Hoisin Sticky Rib Recipe

These irresistible mucus ribs are one of the best things we have done lately. The ribs are incredibly tender in the most delicious homemade hoisin glaze. You will love them!
These Asian sticky ribs are greatAnd every time we make them, we immediately want to make them again. The ribs are slowly baked in the oven with ginger, garlic and coriander, becoming incredibly tender and infused with flavor.
Then we applied a sticky glaze to the homemade hoisin sauce. These are very good.
Key Ingredients
- Pork ribs: I used the baby back ribs in the photos and videos, but you can use baby back, spare ribs or St. Louis style ribs in the recipe below.
- hoisin sauce: I highly recommend using our simple hoisin sauce, which I include in the recipe below. It is easy to make and lasts for a month in the refrigerator. I usually do double batches and use it to make these chicken lettuce packaging.
- Garlic, Ginger and Coriander: For this recipe, we slowly bake the ribs in the oven and love to sneak into some aromatics that slowly inject the flavor of the ribs.
- Toppings: These are optional, but I love them. I added chopped peanuts to the ribs, sliced onions, and sliced the red peppers.

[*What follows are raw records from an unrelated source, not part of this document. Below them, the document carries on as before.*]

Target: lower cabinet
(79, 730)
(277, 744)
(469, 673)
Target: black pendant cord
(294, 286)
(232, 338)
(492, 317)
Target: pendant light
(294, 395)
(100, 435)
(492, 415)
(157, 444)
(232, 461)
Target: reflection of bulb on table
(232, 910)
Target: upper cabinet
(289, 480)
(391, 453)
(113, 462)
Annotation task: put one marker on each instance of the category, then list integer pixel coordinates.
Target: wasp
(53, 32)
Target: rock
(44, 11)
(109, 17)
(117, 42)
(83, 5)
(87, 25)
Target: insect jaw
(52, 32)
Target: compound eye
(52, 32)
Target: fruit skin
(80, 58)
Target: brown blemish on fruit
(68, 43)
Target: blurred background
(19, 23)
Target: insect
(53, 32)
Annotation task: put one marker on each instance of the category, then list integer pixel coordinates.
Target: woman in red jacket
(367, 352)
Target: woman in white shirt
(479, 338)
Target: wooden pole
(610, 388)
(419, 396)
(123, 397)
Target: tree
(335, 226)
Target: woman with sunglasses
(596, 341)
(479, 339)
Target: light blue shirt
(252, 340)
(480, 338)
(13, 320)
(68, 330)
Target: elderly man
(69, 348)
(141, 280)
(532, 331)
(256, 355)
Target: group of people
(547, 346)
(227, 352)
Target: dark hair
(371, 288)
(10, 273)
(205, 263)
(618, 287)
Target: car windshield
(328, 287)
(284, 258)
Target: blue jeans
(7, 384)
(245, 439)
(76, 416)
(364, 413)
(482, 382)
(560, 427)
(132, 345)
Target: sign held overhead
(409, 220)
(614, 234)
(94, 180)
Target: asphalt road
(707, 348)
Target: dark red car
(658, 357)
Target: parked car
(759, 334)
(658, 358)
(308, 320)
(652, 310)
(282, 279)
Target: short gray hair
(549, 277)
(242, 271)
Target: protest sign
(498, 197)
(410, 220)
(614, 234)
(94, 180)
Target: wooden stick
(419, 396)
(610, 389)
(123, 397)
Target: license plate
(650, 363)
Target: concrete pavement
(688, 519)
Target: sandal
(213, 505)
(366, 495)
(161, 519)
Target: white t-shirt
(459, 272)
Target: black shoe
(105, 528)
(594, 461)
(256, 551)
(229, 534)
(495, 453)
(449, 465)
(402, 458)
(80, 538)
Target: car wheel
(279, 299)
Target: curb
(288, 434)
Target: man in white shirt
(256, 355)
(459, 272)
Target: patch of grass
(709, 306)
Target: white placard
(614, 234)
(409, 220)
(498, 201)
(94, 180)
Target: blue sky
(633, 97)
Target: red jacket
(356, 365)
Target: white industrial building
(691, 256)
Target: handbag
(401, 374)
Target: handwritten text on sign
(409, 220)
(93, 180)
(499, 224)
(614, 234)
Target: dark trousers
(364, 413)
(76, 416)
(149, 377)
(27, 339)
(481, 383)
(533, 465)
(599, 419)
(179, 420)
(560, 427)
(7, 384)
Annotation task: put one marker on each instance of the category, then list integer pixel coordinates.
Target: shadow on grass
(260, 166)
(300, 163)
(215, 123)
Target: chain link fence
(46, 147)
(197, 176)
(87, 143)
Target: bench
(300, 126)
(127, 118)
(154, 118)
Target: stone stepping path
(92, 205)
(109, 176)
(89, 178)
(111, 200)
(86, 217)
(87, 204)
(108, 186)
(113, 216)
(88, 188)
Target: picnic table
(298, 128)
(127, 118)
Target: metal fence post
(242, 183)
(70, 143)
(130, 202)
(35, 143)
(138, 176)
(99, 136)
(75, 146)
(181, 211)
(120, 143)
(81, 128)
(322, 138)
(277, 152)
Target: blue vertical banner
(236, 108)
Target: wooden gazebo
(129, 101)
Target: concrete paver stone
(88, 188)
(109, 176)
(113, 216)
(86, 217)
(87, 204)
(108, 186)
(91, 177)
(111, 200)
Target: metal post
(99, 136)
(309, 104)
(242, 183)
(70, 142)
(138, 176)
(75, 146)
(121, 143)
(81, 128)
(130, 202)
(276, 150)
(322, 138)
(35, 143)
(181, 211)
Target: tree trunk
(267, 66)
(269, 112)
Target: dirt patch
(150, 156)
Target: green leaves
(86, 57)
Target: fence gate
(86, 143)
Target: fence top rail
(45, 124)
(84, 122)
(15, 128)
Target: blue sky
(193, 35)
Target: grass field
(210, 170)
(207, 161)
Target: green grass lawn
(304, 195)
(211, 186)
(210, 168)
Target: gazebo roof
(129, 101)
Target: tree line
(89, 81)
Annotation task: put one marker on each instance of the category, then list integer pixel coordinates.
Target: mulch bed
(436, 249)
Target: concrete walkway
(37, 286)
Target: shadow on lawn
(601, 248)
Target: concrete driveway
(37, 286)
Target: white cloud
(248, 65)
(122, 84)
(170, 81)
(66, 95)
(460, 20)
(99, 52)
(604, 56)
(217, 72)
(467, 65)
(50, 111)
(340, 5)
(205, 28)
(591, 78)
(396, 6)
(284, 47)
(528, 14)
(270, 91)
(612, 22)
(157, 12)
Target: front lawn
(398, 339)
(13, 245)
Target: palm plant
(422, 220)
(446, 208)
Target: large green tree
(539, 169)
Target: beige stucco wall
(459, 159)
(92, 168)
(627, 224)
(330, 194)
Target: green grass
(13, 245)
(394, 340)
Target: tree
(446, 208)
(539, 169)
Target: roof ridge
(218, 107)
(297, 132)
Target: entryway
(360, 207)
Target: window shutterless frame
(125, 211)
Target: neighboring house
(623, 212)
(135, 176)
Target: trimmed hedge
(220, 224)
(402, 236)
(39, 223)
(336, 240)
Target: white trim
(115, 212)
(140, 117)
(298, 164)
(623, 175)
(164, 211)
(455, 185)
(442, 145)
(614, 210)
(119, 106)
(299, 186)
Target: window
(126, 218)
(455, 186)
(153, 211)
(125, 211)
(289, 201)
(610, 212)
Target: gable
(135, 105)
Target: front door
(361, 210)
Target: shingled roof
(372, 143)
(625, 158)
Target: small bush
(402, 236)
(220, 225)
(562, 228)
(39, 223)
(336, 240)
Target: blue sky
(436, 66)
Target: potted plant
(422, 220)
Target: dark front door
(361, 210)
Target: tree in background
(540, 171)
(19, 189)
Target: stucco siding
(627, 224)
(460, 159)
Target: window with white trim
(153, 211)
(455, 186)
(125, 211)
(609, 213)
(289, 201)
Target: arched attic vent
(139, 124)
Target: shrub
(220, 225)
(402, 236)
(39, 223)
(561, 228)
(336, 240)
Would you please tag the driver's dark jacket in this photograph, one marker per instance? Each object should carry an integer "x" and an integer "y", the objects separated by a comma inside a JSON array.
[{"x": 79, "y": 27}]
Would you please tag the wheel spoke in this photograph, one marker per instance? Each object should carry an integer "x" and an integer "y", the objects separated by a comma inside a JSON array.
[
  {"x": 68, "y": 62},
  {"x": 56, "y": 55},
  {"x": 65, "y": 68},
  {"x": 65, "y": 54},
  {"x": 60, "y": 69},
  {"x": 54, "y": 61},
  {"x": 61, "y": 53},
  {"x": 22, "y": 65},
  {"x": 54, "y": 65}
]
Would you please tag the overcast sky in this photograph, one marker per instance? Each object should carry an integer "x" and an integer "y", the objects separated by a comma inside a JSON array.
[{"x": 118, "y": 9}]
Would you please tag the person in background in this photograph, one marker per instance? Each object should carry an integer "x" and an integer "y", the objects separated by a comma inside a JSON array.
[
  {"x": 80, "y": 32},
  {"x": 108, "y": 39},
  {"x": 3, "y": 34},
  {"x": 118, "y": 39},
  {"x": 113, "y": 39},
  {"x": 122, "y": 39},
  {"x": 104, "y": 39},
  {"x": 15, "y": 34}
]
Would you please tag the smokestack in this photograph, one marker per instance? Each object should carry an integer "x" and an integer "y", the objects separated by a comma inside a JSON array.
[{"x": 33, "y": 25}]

How to make Asian sticky ribs
I like baking ribs low and slow. We have had over 700 happy reviews and already have this baked rib recipe. These sticky ribs have similar baking methods to ensure The tender bones almost fellWoolen cloth


For this recipe, I put the ribs on fresh ginger, garlic and corianderand then carefully wrap the parchment around them to create a comfortable small package. Then I wrapped it in foil again to make sure it was sealed well.
As the ribs bake perfectly, they change, become incredibly tender and infused with ginger, garlic and cilantro. They bake for 2 to 3 hours.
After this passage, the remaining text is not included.